All this came as a surprise to me because the plot sounded very run-of-the-mill. At the heart of the story you have your basic "Who killed the heirs?" tale and one in which money seems to be the underlying motive for a series of poisoning deaths. But which death is an accident and which is murder? And could one of them actually be a suicide? This is all left up to Chief Inspector William Austen to discover as he infiltrates the repressed household of Augusta Milverton and her odd group of relatives. There is a restrictive legacy attached to the Milverton estate and Augusta is forced to deal with its misogynistic instructions from her long dead, woman-hating father. The Milverton money can only be passed down through the male lineage as outlined in her father's will and Augusta, one of these familiar "spinster for life" women we encounter in detective fiction, is not happy with the group of nephews who are her immediate relatives nor how they line up in their chronology. Charles Temple, the youngest, least responsible yet the most appealing of the nephews is her favorite. She would like him to be the primary legatee but cannot change her will thanks to the legal entanglements created by her father. She is stuck with the philandering dullard George Hayle, the oldest and first in line to her fortune followed by the asexual and aloof Osbert Garstin. Neither earn much respect or affection from Augusta.
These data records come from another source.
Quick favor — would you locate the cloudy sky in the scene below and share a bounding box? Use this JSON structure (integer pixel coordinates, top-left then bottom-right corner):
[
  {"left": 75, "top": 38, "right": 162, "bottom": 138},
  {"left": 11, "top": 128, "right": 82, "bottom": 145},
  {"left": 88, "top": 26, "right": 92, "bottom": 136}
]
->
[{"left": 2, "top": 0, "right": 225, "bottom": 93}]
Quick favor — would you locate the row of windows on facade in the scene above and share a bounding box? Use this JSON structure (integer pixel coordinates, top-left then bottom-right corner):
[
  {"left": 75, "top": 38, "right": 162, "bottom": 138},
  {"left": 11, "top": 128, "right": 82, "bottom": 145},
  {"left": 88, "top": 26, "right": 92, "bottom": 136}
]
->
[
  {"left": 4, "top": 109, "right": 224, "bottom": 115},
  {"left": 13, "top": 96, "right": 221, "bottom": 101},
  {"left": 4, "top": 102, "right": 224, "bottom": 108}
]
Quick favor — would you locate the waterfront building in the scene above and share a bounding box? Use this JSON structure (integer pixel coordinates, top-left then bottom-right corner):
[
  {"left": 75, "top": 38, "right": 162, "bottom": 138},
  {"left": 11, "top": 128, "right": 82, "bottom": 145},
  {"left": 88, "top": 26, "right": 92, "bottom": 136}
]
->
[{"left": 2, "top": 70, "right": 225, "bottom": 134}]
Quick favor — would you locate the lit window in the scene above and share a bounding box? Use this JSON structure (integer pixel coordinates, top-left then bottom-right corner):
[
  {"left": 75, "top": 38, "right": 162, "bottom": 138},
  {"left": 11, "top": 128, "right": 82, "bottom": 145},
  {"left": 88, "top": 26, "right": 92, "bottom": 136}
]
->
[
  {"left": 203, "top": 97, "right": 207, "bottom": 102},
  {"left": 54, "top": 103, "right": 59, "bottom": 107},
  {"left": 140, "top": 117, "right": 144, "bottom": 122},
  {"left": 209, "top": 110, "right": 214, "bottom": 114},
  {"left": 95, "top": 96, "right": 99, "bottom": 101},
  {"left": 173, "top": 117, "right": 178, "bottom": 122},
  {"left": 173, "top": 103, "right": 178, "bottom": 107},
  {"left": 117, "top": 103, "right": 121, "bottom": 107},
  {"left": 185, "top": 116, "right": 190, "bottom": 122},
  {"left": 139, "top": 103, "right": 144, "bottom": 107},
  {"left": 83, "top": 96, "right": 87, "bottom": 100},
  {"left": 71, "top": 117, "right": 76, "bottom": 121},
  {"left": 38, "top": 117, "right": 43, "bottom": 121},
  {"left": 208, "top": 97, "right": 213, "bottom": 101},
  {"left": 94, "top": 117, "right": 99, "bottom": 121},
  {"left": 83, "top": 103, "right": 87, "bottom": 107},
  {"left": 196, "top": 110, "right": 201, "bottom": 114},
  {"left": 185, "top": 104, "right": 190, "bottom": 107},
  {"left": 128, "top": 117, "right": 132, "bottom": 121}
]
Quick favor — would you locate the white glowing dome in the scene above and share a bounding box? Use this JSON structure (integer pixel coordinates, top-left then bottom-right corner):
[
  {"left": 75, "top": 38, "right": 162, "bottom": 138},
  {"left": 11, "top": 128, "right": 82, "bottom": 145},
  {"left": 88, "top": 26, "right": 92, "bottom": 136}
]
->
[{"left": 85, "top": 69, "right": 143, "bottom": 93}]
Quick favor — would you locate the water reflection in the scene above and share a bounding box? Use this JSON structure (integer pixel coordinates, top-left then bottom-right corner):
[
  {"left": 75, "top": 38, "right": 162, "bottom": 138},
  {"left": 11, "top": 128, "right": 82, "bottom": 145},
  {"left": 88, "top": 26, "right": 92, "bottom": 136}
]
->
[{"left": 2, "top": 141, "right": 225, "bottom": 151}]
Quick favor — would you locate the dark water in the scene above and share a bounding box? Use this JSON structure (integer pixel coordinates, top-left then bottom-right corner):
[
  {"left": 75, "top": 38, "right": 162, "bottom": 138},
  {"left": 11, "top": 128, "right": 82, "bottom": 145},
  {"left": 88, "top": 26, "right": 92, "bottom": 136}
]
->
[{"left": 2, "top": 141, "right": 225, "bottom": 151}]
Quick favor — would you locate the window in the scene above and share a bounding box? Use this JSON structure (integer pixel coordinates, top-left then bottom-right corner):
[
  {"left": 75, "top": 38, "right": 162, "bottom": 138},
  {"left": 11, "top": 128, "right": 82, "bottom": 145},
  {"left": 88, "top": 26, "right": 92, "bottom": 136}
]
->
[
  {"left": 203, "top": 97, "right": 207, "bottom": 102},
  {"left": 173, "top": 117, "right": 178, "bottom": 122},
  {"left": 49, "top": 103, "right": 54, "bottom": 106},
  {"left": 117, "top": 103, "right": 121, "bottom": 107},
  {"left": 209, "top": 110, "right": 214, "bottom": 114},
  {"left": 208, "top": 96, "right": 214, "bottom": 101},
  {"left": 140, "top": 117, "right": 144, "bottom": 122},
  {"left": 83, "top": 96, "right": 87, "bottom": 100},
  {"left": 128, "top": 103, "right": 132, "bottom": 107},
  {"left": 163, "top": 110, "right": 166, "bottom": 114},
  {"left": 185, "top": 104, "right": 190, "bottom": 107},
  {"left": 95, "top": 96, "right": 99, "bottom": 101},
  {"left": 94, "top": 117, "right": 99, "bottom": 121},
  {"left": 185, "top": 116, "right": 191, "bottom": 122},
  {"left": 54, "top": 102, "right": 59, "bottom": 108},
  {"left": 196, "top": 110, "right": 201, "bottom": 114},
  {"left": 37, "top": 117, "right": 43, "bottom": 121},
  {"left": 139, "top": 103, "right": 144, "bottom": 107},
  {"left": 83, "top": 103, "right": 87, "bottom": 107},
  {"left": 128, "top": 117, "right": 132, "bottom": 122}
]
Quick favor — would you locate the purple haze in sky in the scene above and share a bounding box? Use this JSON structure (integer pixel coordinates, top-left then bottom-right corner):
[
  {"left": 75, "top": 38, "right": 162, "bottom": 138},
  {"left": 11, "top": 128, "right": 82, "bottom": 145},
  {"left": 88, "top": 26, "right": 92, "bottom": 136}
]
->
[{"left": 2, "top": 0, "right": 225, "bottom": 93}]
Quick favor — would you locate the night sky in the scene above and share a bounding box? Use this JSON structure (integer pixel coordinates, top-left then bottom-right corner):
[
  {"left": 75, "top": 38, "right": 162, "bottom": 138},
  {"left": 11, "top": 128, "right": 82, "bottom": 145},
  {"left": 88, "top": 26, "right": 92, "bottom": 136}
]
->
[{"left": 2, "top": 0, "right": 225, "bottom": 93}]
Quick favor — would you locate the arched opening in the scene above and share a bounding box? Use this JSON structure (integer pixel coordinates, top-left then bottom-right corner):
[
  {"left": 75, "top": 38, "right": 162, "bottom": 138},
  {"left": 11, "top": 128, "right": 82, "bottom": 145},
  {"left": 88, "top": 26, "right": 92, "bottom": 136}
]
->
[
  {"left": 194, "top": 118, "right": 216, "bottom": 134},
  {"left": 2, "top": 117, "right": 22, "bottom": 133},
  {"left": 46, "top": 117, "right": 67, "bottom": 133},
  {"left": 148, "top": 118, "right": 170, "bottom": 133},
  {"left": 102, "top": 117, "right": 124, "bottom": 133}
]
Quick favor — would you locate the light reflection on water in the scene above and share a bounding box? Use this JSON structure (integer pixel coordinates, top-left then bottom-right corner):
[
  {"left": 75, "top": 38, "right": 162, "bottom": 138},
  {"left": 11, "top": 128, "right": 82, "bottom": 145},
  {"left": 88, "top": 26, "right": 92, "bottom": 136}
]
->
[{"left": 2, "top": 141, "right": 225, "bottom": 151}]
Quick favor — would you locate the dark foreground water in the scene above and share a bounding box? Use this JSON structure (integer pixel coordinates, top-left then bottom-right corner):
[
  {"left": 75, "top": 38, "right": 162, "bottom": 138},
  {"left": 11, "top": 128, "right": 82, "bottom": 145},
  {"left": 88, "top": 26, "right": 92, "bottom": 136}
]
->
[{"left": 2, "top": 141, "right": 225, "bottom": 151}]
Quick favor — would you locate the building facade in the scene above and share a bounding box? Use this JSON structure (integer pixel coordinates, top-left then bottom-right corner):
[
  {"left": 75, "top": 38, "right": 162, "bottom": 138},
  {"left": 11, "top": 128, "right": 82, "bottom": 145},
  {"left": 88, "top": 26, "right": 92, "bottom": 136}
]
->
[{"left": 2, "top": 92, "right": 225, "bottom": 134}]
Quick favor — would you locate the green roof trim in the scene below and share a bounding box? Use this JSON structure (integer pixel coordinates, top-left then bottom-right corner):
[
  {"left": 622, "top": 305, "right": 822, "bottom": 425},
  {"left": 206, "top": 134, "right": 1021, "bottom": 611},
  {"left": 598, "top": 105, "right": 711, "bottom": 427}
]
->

It's all very familiar, isn't it? Hundreds of detective novels have been written revolving around this timeworn plot. But Hocking makes the story immensely readable. The characters are so well drawn from the usual garrulous and devoted servant Tamsin, who knows all and intuits more, to the central character of imperious Augusta Milverton. Even Austen has some traits that raise him out of the middle ground of second rate detectives. Hocking who comes from a literary family also has fun with literary allusions. The characters quote from poetry and literature, there are references to detective fiction with Poirot and Lord Peter Wimsey name-dropped at two key points. One notable highlight: Austen lectures his cohort Sergeant Pendarvis on the merits of reading detective fiction. He says the books remind him of what many policemen tend to forget is key to crime solving -- "the insistence on the importance of the human factor." Hocking believes this wholeheartedly as well. As the story progresses in Poison Is a Bitter Brew Hocking increasingly focusses on the complexity of the "murderer personality" as she has Austen call it. He comes to the astonishing conclusion based on evidence and circumstance that there are most likely two killers in the house, both of whom share a similar psychological make-up. Family devotion takes on a far serious note and characters flittering about in the shadows will advance to center stage in an eyebrow raising denouement that mixes justice with sorrow.
Anne Hocking's books were mostly published in the UK with a only a few titles receiving US editions. Of all her books Poison is A Bitter Brew seems to be the most easily found. It's the first book I've read of hers and according to her bibliography the third of her detective novels featuring Inspector Austen. Though on the surface it may appear to be a tale all too often told in Hocking's capable hands this story of money and love, greed and desire, is carried off with panache and grace.
I've knocked another title off my Golden Age Vintage Mystery Reading Challenge Bingo card. This one fits space O5 - "Method of murder in the title". Trying to get this card filled by October 15. Think I can do it?